Background Venous thromboembolism (VTE) after emergency laparotomy is a significant cause of morbidity and mortality. Where extended thromboprophylaxis is used in the post-operative care of patients with colorectal malignancy or pelvic surgery, no such guideline exists for the patient undergoing emergency laparotomy. Arguably emergency laparotomy has one of the highest associated death rates of all types of surgery, greater than that of major elective GI surgery and involves high risk patients.

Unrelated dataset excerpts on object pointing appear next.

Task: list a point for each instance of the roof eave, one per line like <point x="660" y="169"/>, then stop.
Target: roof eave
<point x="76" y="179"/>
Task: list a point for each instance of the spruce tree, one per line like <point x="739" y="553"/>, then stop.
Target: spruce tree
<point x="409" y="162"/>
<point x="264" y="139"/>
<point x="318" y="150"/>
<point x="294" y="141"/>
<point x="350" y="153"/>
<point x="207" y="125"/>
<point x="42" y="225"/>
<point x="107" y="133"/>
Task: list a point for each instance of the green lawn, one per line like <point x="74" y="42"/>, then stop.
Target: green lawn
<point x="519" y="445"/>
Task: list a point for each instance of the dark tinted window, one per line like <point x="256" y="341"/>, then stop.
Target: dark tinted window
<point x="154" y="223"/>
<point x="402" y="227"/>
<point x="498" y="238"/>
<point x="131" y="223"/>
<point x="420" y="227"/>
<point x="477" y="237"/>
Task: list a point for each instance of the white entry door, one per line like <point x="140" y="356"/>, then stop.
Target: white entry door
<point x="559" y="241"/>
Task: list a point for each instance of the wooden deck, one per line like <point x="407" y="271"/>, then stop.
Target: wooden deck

The objective of this study is to ascertain the incidence of symptomatic VTE after emergency laparotomy within current thromboprophylaxis regimens at a district general hospital and consider the benefits of extended regimes in this patient cohort. Methods A database of all patients who underwent emergency laparotomy over a 12 month period from January 2019 to December 2019 was retrospectively analysed. The primary outcome was the incidence of symptomatic VTE within 90 days of emergency laparotomy. This was cross-referenced to known patient risk factors for thromboembolism. Results A total of 113 patients underwent emergency laparotomy during this period. Those who had multiple laparotomies and were duplicated or who died were excluded, leaving a total of 94 patients, 55 female and 39 male. 80 patients underwent a VTE prophylaxis regimen using perioperative and postoperative low-molecular-weight heparin (LMWH) based on their weight. The average length of stay was 18 days. 20 patients had an inpatient stay greater than 28 days and, therefore, received extended prophylaxis during their admission. 21 patients were given prolonged anticoagulation on discharge to complete a total of 28 days, 14 of these had suspected cancer intraoperatively, 6 were previously already anticoagulated. The postoperative VTE incidence was 6, 4 were diagnosed during admission and so received prolonged anticoagulation on discharge. 2 patients were not given prolonged VTE prophylaxis on discharge. Conclusions An extended VTE prophylaxis regimen using low-molecular-weight heparin is simple and effective and an accepted practice in the management of post operative colorectal cancer patients. A randomised control trial is likely needed to further explore the use of extended low molecular weight heparin in the postoperative care of emergency laparotomy patients.